This study investigates the origins of solar wind by analyzing in-situ measurements closer to the Sun, revealing distinct populations at 0.3 AU that can help identify solar sources more accurately.

Contribution

The paper introduces a new approach using proton temperature anisotropy and cross helicity measurements at 0.3 AU to classify solar wind origins, improving source identification.

Findings

Distinct anisotropic and isotropic solar wind populations at 0.3 AU.

Anisotropic wind is always Alfvénic with a wide speed range.

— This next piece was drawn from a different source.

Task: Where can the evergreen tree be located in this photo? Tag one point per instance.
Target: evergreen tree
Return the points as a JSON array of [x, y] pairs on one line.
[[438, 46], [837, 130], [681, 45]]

Isotropic wind includes slow, Alfvénic, and non-Alfvénic components.

Abstract

Robustly identifying the solar sources of individual packets of solar wind measured in interplanetary space remains an open problem. We set out to see if this problem is easier to tackle using solar wind measurements closer to the Sun than 1 AU, where the mixing and dynamical interaction of different solar wind streams is reduced. Using measurements from the Helios mission, we examined how the proton core temperature anisotropy and cross helicity varied with distance. At 0.3 AU there are two clearly separated anisotropic and isotropic populations of solar wind, that are not distinguishable at 1 AU. The anisotropic population is always Alfv\'enic and spans a wide range of speeds. In contrast the isotropic population has slow speeds, and contains a mix of Alfv\'enic wind with constant mass fluxes, and non-Alfv\'enic wind with large and highly varying mass fluxes. We split the in-situ measurements into three categories according these observations, and suggest that these categories correspond to wind that originated in the core of coronal holes, in or near active regions or the edges of coronal holes, and as small transients form streamers or pseudostreamers. Although our method by itself is simplistic, it provides a new tool that can be used in combination with other methods for identifying the sources of solar wind measured by Parker Solar Probe and Solar Orbiter.